Tratto da Avvenire del 27 maggio 2010

Pechino. Troppi suicidi nella fabbrica che realizza pezzi per l’iPod, e il management chiede a ogni impiegato un impegno scritto a non suicidarsi.

Quello che sembra uno scherzo, è l’ultima trovata del gruppo dirigente della cinese Foxconn, società satellite di un’azienda di Taiwan, specializzata nella realizzazione di componenti tecnologici. Sono dodici gli impiegati che hanno tentato il suicidio in cinque mesi. Undici si sono lanciati dalla filiale di Shenzhen, uno da quella di Lanfang. A Shenzen ne sono morti nove, gli altri due sono ancora ricoverati in ospedale; l’impiegato lanciatosi dal dormitorio di Lanfang è morto e nello stesso dormitorio è stata trovata morta anche una ragazza, ufficialmente per attacco cardiaco.
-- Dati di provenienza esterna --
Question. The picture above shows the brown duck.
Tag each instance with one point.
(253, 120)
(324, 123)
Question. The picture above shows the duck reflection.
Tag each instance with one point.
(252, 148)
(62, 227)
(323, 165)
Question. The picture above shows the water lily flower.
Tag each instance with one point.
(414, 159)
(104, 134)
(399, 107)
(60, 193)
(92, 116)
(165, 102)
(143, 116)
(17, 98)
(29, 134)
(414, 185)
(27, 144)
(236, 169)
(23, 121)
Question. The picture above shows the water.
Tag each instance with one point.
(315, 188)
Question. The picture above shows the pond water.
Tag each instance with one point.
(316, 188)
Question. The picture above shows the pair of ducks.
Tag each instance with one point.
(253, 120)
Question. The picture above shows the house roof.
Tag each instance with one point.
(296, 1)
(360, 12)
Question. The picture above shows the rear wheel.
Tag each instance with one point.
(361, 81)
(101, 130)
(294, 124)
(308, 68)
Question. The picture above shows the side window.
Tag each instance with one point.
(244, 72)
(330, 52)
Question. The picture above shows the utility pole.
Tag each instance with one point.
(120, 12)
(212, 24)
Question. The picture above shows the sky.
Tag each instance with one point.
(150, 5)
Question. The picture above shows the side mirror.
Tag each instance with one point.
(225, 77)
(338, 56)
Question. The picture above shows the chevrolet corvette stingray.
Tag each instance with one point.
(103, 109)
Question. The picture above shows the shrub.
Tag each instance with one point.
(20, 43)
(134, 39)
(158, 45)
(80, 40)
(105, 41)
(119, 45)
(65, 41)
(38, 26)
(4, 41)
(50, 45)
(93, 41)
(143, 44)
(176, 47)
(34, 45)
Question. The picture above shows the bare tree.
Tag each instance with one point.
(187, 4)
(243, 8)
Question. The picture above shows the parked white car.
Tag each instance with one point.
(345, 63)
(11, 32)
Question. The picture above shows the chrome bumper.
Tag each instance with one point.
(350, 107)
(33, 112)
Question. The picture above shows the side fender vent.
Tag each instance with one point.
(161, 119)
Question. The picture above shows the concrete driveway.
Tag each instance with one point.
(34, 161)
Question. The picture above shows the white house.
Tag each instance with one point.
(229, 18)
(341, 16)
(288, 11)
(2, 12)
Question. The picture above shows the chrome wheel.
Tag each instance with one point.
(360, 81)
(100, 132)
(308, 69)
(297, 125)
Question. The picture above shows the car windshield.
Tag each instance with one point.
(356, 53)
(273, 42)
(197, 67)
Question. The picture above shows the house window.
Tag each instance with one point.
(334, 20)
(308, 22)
Per questo la Foxconn ha deciso di far firmare ai propri dipendenti un documento in cui si impegnano a non suicidarsi. Il giornale Southern Metropolis Daily ha infatti pubblicato la foto di un uomo che mostrava una lettera, su carta intestata della Foxconn, che tutti i dipendenti avrebbero dovuto firmare. Nel testo la ditta chiede ai suoi dipendenti di non farsi del male e a denunciare ai propri superiori eventuali difficoltà o problemi. La lettera infine prevede che gli impiegati autorizzino la società a sottoporre coloro che abbiano un «comportamento anormale» a trattamenti medici.

Ma le polemiche sulle condizioni di lavorano son tante. Di recente nella fabbrica di Shenzhen (dove lavorano 42. 000 degli 80. 000 impiegati Foxconn) si sono infiltrati giornalisti e blogger sotto copertura. Uno di questi ha poi raccontato di difficilissime condizioni di lavoro, turni massacranti e di operai costretti a lavorare in piedi senza sosta per oltre otto ore senza nemmeno poter comunicare l’un con l’altro.
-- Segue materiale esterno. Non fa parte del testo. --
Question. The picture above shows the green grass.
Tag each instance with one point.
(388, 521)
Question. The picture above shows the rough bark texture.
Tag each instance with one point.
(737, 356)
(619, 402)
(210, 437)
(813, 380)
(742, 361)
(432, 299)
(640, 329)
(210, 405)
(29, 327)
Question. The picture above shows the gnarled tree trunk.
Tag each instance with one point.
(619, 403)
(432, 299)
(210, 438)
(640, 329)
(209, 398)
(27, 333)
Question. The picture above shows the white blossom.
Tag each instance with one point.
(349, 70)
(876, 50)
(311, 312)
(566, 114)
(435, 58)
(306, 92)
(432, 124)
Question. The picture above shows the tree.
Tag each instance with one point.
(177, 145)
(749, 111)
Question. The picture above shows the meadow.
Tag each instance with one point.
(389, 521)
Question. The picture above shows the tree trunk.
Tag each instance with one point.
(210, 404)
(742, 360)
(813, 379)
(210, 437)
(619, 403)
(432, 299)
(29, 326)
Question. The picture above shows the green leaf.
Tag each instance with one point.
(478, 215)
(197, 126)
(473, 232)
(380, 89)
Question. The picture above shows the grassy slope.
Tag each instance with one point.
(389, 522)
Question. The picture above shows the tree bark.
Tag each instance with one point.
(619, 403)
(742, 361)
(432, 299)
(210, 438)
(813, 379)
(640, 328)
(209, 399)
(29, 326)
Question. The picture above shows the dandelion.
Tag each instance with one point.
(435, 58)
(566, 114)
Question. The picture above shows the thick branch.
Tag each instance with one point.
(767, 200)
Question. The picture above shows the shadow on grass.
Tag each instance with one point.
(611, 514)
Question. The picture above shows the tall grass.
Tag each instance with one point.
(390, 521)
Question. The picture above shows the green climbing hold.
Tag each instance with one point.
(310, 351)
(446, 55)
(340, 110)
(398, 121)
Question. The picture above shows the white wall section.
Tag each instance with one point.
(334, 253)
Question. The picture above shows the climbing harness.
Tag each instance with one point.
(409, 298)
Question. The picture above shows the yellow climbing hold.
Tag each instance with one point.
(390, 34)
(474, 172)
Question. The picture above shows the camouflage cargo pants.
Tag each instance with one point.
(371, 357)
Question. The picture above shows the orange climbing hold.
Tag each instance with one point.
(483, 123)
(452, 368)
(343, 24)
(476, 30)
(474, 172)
Oltre a lui un gruppo di nove persone, tutti volontari, hanno lavorato per un periodo in incognito alla Foxconn. Lo scorso lunedì hanno pubblicato un rapporto indicando i lati positivi e quelli negativi dell’esperienza. Tra quelli positivi i volontari hanno sottolineato che gli operai vengono pagati con regolarità e vengono provvisti di un alloggio e di pasti. Dall’altro però sono state evidenziate notevoli pressioni sul lavoro, turni lunghissimi e scarsa possibilità di svago. Talvolta gli operai non conoscono nemmeno i nomi dei loro vicini di dormitorio.

Secondo il China Daily, inoltre, dopo l’assunzione e durante la fase del training, gli operai sarebbero ben istruiti a non parlare all’esterno del loro lavoro in fabbrica, specialmente con i media.